Dopóki nie ma projektu kolejowego, trudno mówić, jak długo potrwa sama przebudowa obwodnicy towarowej. Kiedy się może rozpocząć to wielka niewiadoma również z tego powodu, że Wrocławski Węzeł Kolejowy wypadł z rządowego programu inwestycji kolejowych tzw
. Krajowego Programu Kolejowego do 2030. Został przesunięty na listę rezerwową.
Zakładając optymistycznie, że będzie wola rządu, aby inwestycja ruszyła jak najszybciej – po przygotowaniu niezbędnej dokumentacji, to mówimy już o przełomie lat dwudziestych i trzydziestych. Gdyby prace toczyły się szybko, to budowa tramwaju mogłaby ruszyć właśnie w latach trzydziestych.
Jeśli wiadukt, to do rozbiórki
Z tego powodu
mieszkańcy Ołtaszyna i Partynic muszą spojrzeć prawdzie w oczy. Tramwaj nie dojedzie do nich szybciej. Nie ma opcji, aby teraz miasto zaczęło projektować tramwaj nie wiedząc, jakie są ostateczne rozwiązania kolejowe. Jeśli zdecydowałoby się na przejście tramwajem nad obecną linią 285, to konstrukcja wiaduktu tramwajowego byłaby zupełnie nieprzydatna w momencie, gdy kolej przełoży linię 285 na nasyp obwodnicy towarowej – bo prędzej czy później tak się stanie.
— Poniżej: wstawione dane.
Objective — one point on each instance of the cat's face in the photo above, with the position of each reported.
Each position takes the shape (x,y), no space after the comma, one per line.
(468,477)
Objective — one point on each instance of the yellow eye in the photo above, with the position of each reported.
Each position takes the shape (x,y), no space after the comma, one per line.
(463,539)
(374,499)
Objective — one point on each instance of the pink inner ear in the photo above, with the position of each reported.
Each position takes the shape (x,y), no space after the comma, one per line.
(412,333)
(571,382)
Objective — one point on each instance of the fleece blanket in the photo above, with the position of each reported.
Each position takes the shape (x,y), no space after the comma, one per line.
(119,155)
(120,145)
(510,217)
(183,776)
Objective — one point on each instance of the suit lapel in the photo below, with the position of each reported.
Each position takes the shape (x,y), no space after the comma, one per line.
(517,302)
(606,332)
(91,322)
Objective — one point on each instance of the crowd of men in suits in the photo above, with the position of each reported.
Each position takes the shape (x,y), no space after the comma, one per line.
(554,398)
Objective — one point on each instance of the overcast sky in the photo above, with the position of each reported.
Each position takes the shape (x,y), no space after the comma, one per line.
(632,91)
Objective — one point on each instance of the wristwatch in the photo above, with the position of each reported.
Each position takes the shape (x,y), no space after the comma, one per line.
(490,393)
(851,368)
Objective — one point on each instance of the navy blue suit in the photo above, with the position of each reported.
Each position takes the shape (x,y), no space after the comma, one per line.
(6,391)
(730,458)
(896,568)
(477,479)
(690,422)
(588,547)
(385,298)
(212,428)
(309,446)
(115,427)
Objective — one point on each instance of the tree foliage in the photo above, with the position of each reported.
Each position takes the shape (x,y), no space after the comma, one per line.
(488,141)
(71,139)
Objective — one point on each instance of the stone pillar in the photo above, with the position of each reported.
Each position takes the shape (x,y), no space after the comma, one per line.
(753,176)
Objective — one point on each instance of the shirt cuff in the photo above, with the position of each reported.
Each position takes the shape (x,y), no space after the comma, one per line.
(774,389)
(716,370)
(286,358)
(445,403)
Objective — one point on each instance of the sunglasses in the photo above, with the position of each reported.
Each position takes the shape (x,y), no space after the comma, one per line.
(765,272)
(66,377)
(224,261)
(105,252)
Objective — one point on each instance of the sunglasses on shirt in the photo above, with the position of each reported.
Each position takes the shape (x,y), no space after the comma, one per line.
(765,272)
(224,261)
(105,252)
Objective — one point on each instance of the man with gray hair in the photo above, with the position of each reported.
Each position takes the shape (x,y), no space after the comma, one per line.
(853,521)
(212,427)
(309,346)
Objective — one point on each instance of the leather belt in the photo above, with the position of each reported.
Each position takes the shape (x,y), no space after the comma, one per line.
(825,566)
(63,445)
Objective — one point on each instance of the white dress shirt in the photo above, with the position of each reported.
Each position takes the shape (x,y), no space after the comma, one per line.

– Byłam i jestem wielką zwolenniczką tramwaju na Ołtaszyn, który dojeżdżałby do Wysokiej. Pamiętam konsultacje społeczne w tej sprawie. To była wspaniała współpraca z mieszkańcami, podczas której wspólnie ustalaliśmy optymalny przebieg trasy tramwajowej. Jednak dziś, kiedy kolej nie ma jeszcze nawet projektu przebudowy linii kolejowej na nasypie, nie widzę sensu inwestowania pieniędzy w projektowanie tramwaju na Ołtaszyn. Ten projekt pochłonie miliony złotych, a może być zupełnie nieprzydatny, gdy poznamy szczegółowe rozwiązania Polskich Linii Kolejowych – mówi Monika Kozłowska-Święconek, dyrektorka Biura Zrównoważonej Mobilności.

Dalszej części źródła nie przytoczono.